And as being sadly tall among the misty swedes & turnips
she goes to the summit where weeds
spill over an abbey wall, like spidery froth pulled to right or
left in the breeze,
and she sloshes through the mud (to right or left)and is taken
for an elegant heron in heels,
revelatory without a cause & groundbreaking without a sigh,
and rises like an early apple blooth,
like the most expert bird in the world, & hides in the withy bed
and avoids every lure imaginable—
Tess the sexless, spotless in one last desperate plea for seed
And as the nature of things is mean,
(certainly as regards the cliffs, milk-thistles and finches)

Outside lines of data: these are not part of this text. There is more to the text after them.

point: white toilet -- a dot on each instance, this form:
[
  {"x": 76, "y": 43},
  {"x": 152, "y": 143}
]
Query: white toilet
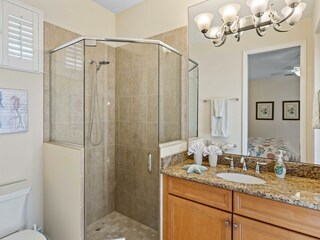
[{"x": 13, "y": 199}]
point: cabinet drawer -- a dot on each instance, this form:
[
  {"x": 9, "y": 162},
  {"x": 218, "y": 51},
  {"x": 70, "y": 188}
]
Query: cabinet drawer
[
  {"x": 246, "y": 229},
  {"x": 285, "y": 215},
  {"x": 208, "y": 195}
]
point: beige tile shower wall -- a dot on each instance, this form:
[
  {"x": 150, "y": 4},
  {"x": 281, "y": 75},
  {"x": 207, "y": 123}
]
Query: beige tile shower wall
[
  {"x": 177, "y": 39},
  {"x": 137, "y": 191},
  {"x": 99, "y": 158}
]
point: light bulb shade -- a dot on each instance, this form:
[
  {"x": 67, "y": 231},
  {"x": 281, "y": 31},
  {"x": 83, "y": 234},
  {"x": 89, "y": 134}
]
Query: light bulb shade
[
  {"x": 214, "y": 32},
  {"x": 296, "y": 15},
  {"x": 258, "y": 7},
  {"x": 290, "y": 2},
  {"x": 229, "y": 13},
  {"x": 203, "y": 21}
]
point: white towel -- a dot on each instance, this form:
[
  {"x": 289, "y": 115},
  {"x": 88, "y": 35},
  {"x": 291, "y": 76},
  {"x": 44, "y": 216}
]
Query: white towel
[
  {"x": 316, "y": 110},
  {"x": 220, "y": 118}
]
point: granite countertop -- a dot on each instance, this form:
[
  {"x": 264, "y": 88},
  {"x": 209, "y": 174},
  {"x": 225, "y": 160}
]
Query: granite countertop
[{"x": 294, "y": 190}]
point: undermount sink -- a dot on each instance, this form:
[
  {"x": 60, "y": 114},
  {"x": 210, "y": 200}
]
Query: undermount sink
[{"x": 241, "y": 178}]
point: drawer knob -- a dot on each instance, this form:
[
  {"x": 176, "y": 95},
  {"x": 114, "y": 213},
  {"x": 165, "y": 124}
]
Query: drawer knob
[
  {"x": 227, "y": 223},
  {"x": 235, "y": 226}
]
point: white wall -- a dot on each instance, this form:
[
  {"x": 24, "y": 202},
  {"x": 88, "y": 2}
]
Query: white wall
[
  {"x": 276, "y": 90},
  {"x": 221, "y": 74},
  {"x": 21, "y": 153},
  {"x": 152, "y": 17},
  {"x": 316, "y": 27},
  {"x": 63, "y": 187},
  {"x": 84, "y": 17}
]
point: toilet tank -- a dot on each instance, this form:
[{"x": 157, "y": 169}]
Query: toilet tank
[{"x": 13, "y": 207}]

and she goes angrily but with determination,
blindly but with angels, and as sins of the young shine in streams,
like hontish stars, and lovers
thrash in the wind, like Tess and her angel, and grieve as if
the skies can squint and glane at them both
& could even melt her down to the shadow of a ring,
shame-faced girl, in her best boots
who looks away from insane abbey walls, veiled, just loved
and lost again in the woods
And as singing her thresher's song she runs and runs again,
til the rains finally fill her
and a four-poster at home, with mistle-toe, can't still the winds,
slipping in through the cracks
and the figure of a finch, playing at his harp, awaits outside
and Tess's taken from her stone...

5 comments:
This work might be that of Canada's most significant poet. One in the wilderness! One hpes true fame come to him hastily!
Aren't you kind, Anna
Thank you for your kind words and support. I appreciate it.
It's my pleasure Sir.I believe your labors will one day be rewarded. I am sorry about the little mistakes in my missive but I wrote hurriedly. I sense in your verses a tender affinity with Keats and Hopkins loving poets of nature and closer to our continent Emily Dickinson another that worked decades long in a partially appointed isolation. But her time did come, as yours shall.
Who is the delicate beauty in the photo?